Jarrón forrado con barro

Esta manualidad es para los más grandecitos, o para que los chiquitos hagan con ayuda de un adulto.

Para hacer este jarrón de barro, no es necesario ser un artesano experto, simplemente basta con las ganas de hacer cosas y algún recipiente plástico que tengamos en casa y que deseemos reciclar.

Materiales:

– 1 envase de plástico (de yogur, mermelada, u otro)
– 1 bandeja de telgopor o similar (de las que vienen con las frutas)
– pegamento para telgopor
– arcilla roja
– pinturas acrílicas color marrón, ocre y blanco
– pinceles
– cúter
– aguja de tapicero
hilo sisal o cuerda

Procedimiento:

Realizaremos una imitación de vasija de barro muy simple. No necesita horneado y toma poco tiempo en endurecer.

Lavamos bien el envase y lo dejamos secar perfectamente. Si tiene etiquetas de papel, las retiramos con cuidado que no queden restos.

Para que la arcilla se pegue más firmemente, lijaremos apenas, la superficie del envase, de modo que quede rayada y permita una mejor adherencia.

Ahora, cortaremos la tapa del recipiente. Marcamos dos círculos en la bandeja, uno con un diámetro igual a la parte interior de la boca del envase y el otro, con diámetro dos centímetros mayor. En caso de que nuestro envase tenga boca cuadrada, cortaremos cuadrados acordes a sus medidas. Pegamos el círculo pequeño en medio del círculo mayor y dejamos secar bien.

Pintamos la tapa con las pinturas acrílicas formando vetas que imiten la madera. Para ello, debemos preparar al menos, tres tonos diferentes de marrón. Esto lo hacemos, mezclando distintas cantidades de marrón y ocre; marrón, ocre y blanco; marrón y blanco. Dejamos secar perfectamente.

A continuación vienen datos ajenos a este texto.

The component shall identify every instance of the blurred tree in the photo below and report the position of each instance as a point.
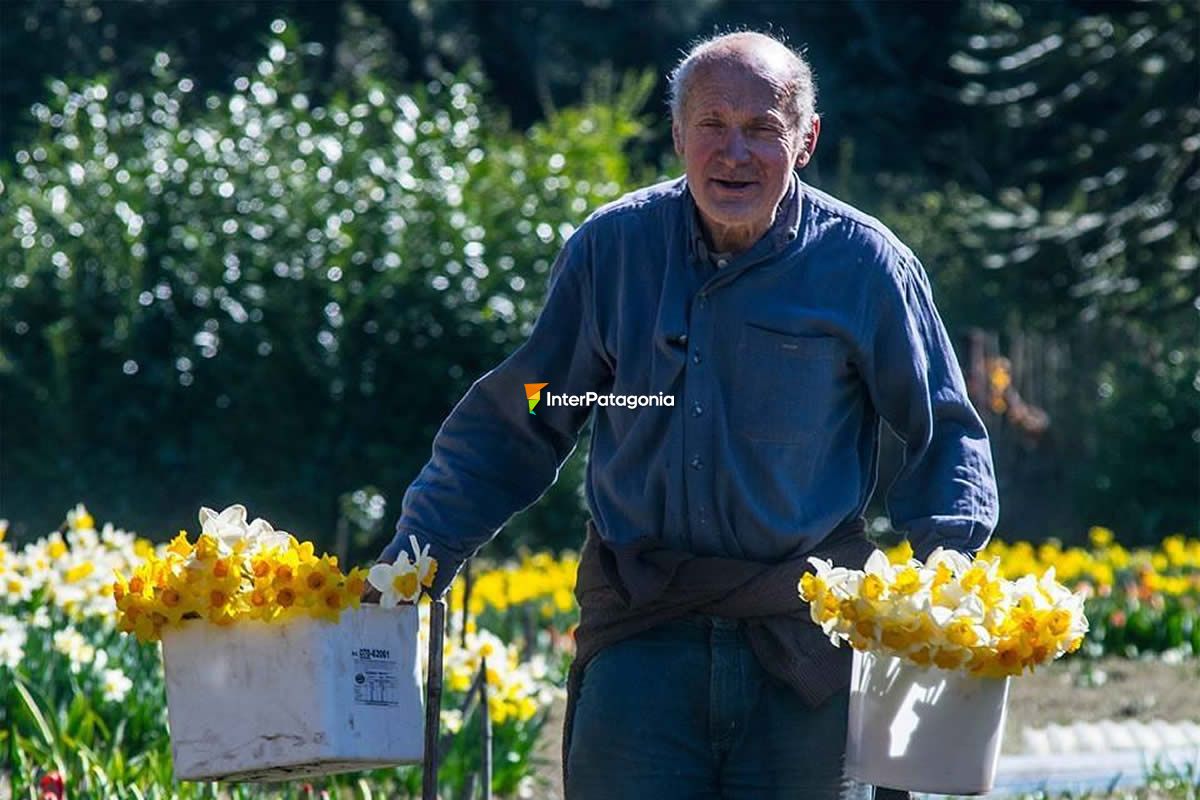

Ahora vamos a forrar el envase con la arcilla. Para hacerlo, tomamos un trozo de arcilla y lo amasamos con el palo de amasar. Para que no se ensucie, podemos cubrir la arcilla con un film adhesivo, al igual que la superficie donde amasamos. O si nos es más fácil, podemos cubrir el palo con el film. Amasamos la arcilla hasta que quede bien fina (aproximadamente 2mm de espesor) y pareja. Forramos el envase, cuidando que se adhiera firmemente la arcilla. Dejamos secar hasta que esté dura.

Si lo deseamos, podemos dibujarle algún motivo o palabra o nuestro nombre sobre la arcilla, cuando comienza a endurecerse, pero antes de que esté muy dura. Debes tener cuidado de no hacer mucha fuerza con el instrumento que uses, para que no se desprenda la arcilla o se arruinará el trabajo.

Para darle un toque rústico, hacemos un orificio en el jarrón, con la aguja de tapicero y pasamos el hilo por él. Anudamos por dentro, para que no se suelte. Hacemos lo mismo con el centro de la tapa y le hacemos un nudo por fuera y otro por dentro, para que mantenga el hilo en su lugar. De esta forma, tendremos la tapa sujeta al jarrón.

También podemos decorar la boca del jarrón con varias vueltas de hilo y un lazo de remate. Ya tenemos un jarrón listo para guardar caramelos u otros objetos.